Mba penjual itu mengambilkan tiga pak yakult dari ranjang, sementara anaknya tetap berdiri di motor maticnya yang distandar, dan aku masuk ke rumah untuk mengambil uang.
Kubawa lembaran lima puluh ribu dan kusodorkan ke mba penjual.

"Permisi Bapak," sapa mas pengamen yang tiba-tiba datang sambil mulai memetik gitar. "Jreengg."

Kubiarkan dulu mas pengamen menyanyikan lagu karena urusanku dengan mba penjual yakult belum selesai. Ternyata sebelum memberikan kembalian kepadaku, mba penjual yakult terlebih dahulu mengambil dua buah koin lima ratusan dari tasnya dan diserahkan kepada mas pengamen.

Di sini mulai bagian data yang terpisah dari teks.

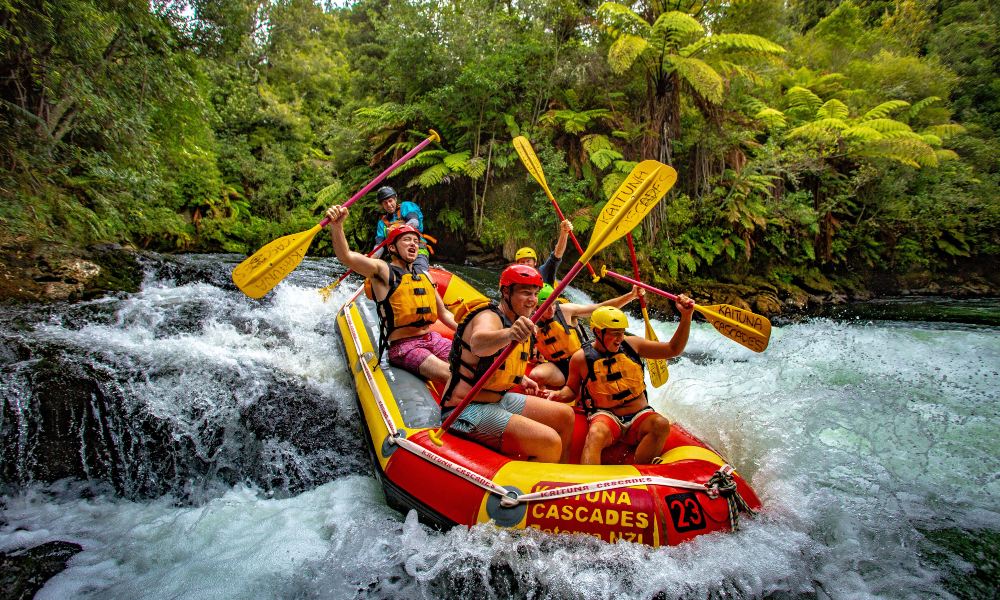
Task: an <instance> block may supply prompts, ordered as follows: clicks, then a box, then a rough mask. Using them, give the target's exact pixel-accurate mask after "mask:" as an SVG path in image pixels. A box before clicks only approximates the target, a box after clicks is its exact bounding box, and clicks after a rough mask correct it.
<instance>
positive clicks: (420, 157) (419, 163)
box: [394, 150, 448, 173]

"Maturnuwun," kata mas pengamen sambil berlalu pergi. Ternyata mas pengamen mendekati anak mba penjual yakult yang berdiri di atas motor dan menyerahkan dua buah koin lima ratusan yang diterima dari ibunya. Aku memperhatikan dengan seksama. Rupanya mas pengamen tak mau dibayar karena belum menyanyi. Aku memakluminya. Biasanya juga seperti itu. Setiap mengamen di rumahku, dia tak mau menerima uang sebelum lagunya habis.

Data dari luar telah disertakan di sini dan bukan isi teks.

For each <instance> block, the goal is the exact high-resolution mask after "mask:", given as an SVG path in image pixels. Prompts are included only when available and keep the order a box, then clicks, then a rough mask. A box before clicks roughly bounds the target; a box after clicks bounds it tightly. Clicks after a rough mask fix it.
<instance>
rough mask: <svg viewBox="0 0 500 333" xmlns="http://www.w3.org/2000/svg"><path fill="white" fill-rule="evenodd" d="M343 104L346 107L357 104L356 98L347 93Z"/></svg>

Setelah selesai urusannya denganku, mba penjual yakult permisi dan kembali ke motornya.

"Bu, ini," kata anaknya sambil menyodorkan dua koin lima ratusan kepada ibunya.
"Ini uang dari mana?" tanya ibunya kaget.
"Dari omnya," jawab anaknya.
"Om siapa?" tanya ibunya lagi
"Om tadi,"

Aku memperhatikan ibu anak ini berbicara. Aku ingin menyampaikan kejadian sebenarnya, namun sang ibu salah tingkah ketika melihatku memperhatikannya. Seakan tak mau urusan rumah tangganya kucampuri , dia tersenyum dan nampak agak kikuk kepadaku dan permisi.

"Monggo Pak. Terima kasih," kata mba penjual yakult sambil menarik gas motornya dan meninggalkan rumahku.

Setelah mereka berdua meninggalkan rumahku, aku hanya bisa tersenyum kecut.
"Biarlah dua buah koin lima ratusan itu menjadi permasalahan mereka berdua. Semoga bisa diselesaikan dengan baik-baik," kataku dalam hati.